Sir Eliphaz indicated by waving his hand that his associates might allay themselves; he recognized that the time had come for him to speak.
“It is deplorable,” Sir Eliphaz began.
He put down his hands and gripped the seat of his chair as if to hold himself on to it very tightly, and he looked very hard at the horizon as if he was trying to decipher some remote inscription. “You have imported a tone into this discussion,” he tried.

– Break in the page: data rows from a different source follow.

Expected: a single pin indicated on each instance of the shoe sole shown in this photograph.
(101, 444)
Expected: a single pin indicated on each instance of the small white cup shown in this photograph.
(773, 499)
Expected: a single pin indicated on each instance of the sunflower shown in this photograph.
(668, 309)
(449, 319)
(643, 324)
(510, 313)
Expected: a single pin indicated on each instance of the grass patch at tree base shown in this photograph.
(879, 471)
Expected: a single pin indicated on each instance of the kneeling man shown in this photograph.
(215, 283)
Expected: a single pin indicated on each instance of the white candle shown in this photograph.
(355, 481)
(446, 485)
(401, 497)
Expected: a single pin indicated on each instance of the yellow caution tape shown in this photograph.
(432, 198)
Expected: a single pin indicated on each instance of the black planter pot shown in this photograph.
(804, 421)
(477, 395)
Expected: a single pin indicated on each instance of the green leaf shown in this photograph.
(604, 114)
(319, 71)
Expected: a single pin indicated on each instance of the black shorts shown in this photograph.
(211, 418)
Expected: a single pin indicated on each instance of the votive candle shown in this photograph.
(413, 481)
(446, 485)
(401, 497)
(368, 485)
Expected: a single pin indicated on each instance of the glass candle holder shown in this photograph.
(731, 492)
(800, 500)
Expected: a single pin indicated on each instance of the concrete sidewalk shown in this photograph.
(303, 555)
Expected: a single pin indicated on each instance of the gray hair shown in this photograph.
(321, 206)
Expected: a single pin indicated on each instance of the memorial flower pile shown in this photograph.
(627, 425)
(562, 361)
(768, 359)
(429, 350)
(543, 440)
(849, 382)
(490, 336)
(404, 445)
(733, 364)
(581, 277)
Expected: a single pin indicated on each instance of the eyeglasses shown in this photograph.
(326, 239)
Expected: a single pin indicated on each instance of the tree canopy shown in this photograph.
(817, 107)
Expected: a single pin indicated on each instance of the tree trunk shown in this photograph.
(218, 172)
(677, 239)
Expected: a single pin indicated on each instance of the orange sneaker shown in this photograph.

He got off at the third attempt. “It is an extremely painful thing to me, Mr. Huss, that to you, standing as you do on the very brink of the Great Chasm, it should be necessary to speak in any but the most cordial and helpful tones. But it is my duty, it is our duty, to hold firmly to those principles which have always guided us as governors of the Woldingstanton School. You speak, I must say it, with an extreme arrogance of an institution to which all of us here have in some measure contributed; you speak as though you, and you alone, were its creator and guide. You must pardon me, Mr. Huss, if I remind you of the facts, the eternal verities of the story. The school, sir, was founded in the spacious days of Queen Elizabeth, and many a good man guided its fortunes down to the time when an unfortunate—a diversion of its endowments led to its temporary cessation. The Charity Commissioners revived it after an inquiry some fifty years ago, and it has been largely the lavish generosity of the Papermakers’ Guild, of which I and Dad are humble members, that has stimulated its expansion under you. Loth as I am to cross your mood, Mr. Huss, while you are in pain and anxiety, I am bound to recall to you these things which have made your work possible. You could not have made bricks without straw, you could not have built up Woldingstanton without the money obtained by that commercialism for which you display such unqualified contempt. We sordid cits it was who planted, who watered....”
Mr. Huss seemed about to speak, but said nothing.
“Exactly what I say,” said Mr. Dad, turning for confirmation to Mr. Farr. “The school is essentially a modern commercial school. It should be run as that.”
Mr. Farr nodded his white face ambiguously with his eye on Sir Eliphaz.
“I should have been chary, Mr. Huss, of wrangling about our particular shares and contributions on an occasion so solemn as this, but since you will have it so, since you challenge discussion....”
He turned to his colleagues as if for support.
“Go on,” said Mr. Dad. “Facts are facts.”